Let $$X$$ denote the feature vector, $$A$$ the protected (sensitive) attribute, and $$Y$$ the true label. A classifier $$h$$ satisfies demographic parity if its predicted outcome is independent of the protected attribute:

> $$P(h(X) = 1 \mid A = a) = P(h(X) = 1 \mid A = b)$$ for all groups $$a, b \in A$$

Equivalently, the condition can be written as:

> $$P(h(X) = 1 \mid A = a) = P(h(X) = 1)$$ for every value $$a$$ of $$A$$

This means the selection rate (the proportion of individuals receiving a positive prediction) must be the same across all groups defined by the protected attribute. In the regression setting, a predictor $$f$$ satisfies demographic parity if the cumulative distribution of $$f(X)$$ is identical across groups:[12]

> $$P(f(X) \ge z \mid A = a) = P(f(X) \ge z)$$ for all $$a$$ and all thresholds $$z$$

### How is demographic parity measured?

In practice, perfect independence rarely holds. Practitioners therefore measure how close a system is to demographic parity using two related quantities.

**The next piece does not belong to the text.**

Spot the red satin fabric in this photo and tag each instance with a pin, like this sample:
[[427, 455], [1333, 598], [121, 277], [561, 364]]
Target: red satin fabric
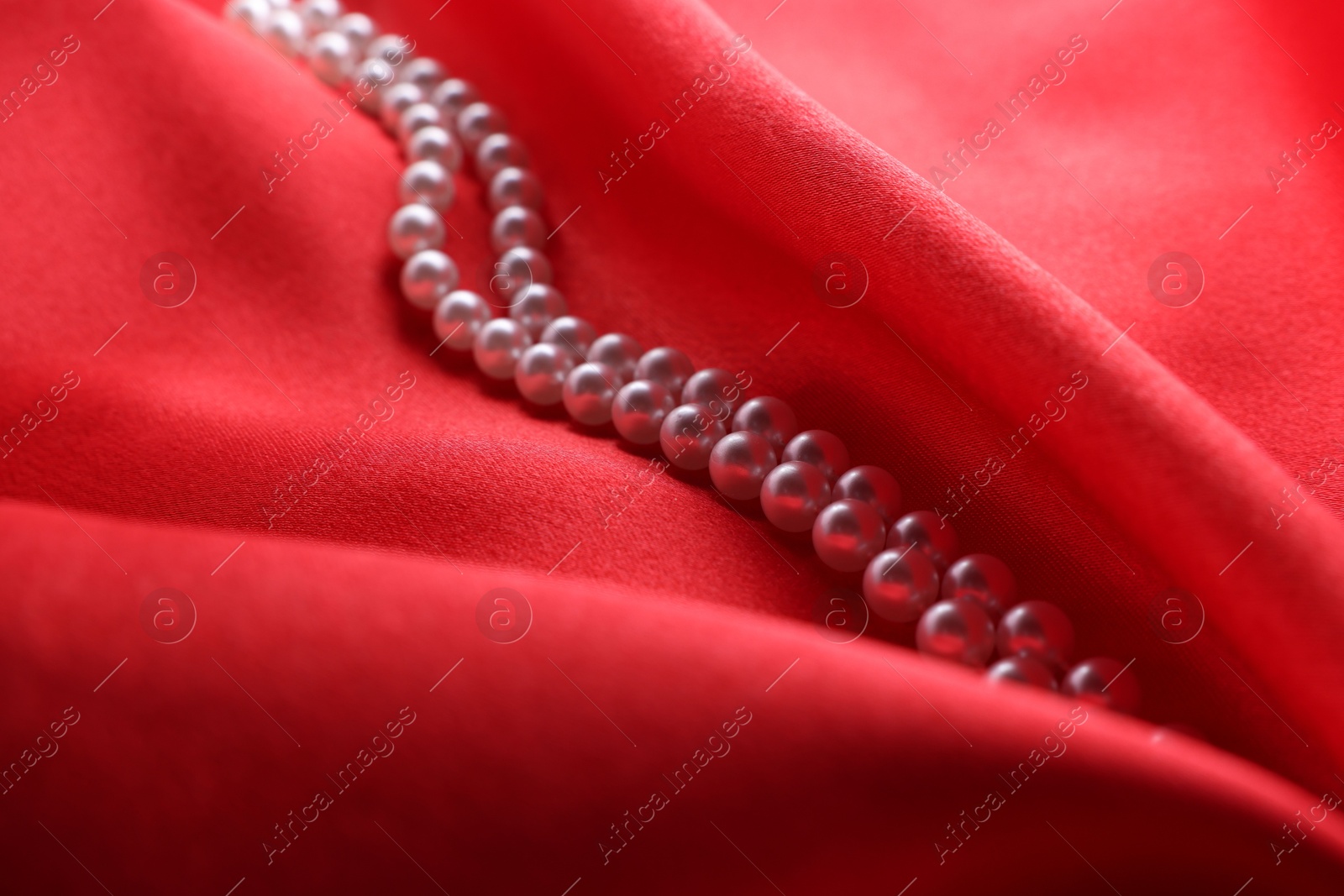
[[663, 616]]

| Metric | Formula | Perfect fairness value |
|---|---|---|
| Demographic parity difference (DPD) | $$\max_a P(h(X)=1 \mid A=a) - \min_a P(h(X)=1 \mid A=a)$$ | 0 |
| Demographic parity ratio (DPR) | $$\min_a P(h(X)=1 \mid A=a) / \max_a P(h(X)=1 \mid A=a)$$ | 1 |

A DPD close to 0 or a DPR close to 1 indicates that the system is approximately satisfying demographic parity. The widely cited "four-fifths rule" (discussed below) uses a threshold of 0.8 on the ratio.

## When was demographic parity introduced?

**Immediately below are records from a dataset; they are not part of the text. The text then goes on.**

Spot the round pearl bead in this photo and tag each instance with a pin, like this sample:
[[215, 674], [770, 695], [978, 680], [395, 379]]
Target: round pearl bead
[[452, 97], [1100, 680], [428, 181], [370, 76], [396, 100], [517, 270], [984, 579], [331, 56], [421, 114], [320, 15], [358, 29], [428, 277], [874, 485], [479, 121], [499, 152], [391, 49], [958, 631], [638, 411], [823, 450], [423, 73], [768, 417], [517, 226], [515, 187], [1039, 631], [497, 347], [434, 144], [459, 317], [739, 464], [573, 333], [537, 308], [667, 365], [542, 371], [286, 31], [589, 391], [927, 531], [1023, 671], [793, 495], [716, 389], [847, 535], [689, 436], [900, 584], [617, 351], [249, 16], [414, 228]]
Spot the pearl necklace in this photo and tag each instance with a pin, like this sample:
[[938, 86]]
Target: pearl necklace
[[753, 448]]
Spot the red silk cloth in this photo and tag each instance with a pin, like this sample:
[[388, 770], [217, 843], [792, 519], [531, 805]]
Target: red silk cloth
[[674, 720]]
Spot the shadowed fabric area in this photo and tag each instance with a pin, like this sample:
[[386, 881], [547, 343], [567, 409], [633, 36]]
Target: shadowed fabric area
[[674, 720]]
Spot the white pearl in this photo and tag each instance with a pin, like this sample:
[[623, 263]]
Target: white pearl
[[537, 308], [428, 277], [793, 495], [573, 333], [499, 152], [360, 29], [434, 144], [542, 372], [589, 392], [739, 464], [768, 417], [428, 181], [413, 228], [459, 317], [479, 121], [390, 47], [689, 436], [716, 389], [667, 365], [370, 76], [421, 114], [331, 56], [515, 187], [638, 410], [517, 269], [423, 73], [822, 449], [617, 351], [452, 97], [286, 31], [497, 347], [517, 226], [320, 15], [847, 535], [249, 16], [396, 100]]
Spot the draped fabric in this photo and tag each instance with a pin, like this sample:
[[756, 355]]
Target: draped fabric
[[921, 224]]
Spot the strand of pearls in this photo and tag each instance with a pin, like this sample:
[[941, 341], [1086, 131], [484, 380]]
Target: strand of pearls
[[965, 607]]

The idea that selection rates across demographic groups should be comparable predates machine learning. In United States employment law, the Uniform Guidelines on Employee Selection Procedures, adopted in 1978 by the Equal Employment Opportunity Commission (EEOC), the Department of Labor, the Department of Justice, and the Civil Service Commission, introduced the four-fifths (80%) rule as a practical test for [disparate impact](/wiki/disparate_impact).[13] Under this rule, a selection process is flagged for further review if the selection rate for any protected group is less than 80% of the rate for the group with the highest selection rate.[13]

Within [artificial intelligence](/wiki/artificial_intelligence) and machine learning research, Calders, Kamiran, and Pechenizkiy (2009) formally introduced demographic parity (under the name "discrimination-free classification") as a constraint for learned classifiers.[1] Calders and Verwer (2010) extended this with a latent-variable naive Bayes approach.[2] The term "statistical parity" became common in subsequent literature, including the influential paper "Fairness Through Awareness" by Dwork, Hardt, Pitassi, Reingold, and Zemel (2012), which distinguished between group fairness criteria such as statistical parity and [individual fairness](/wiki/individual_fairness) criteria that require similar individuals to be treated similarly.[3]

## How does demographic parity relate to other fairness criteria?

Demographic parity is one of several group fairness criteria. Each criterion conditions on different variables and therefore encodes a different notion of what it means for a classifier to be "fair." The table below summarizes the main criteria and how they relate to demographic parity.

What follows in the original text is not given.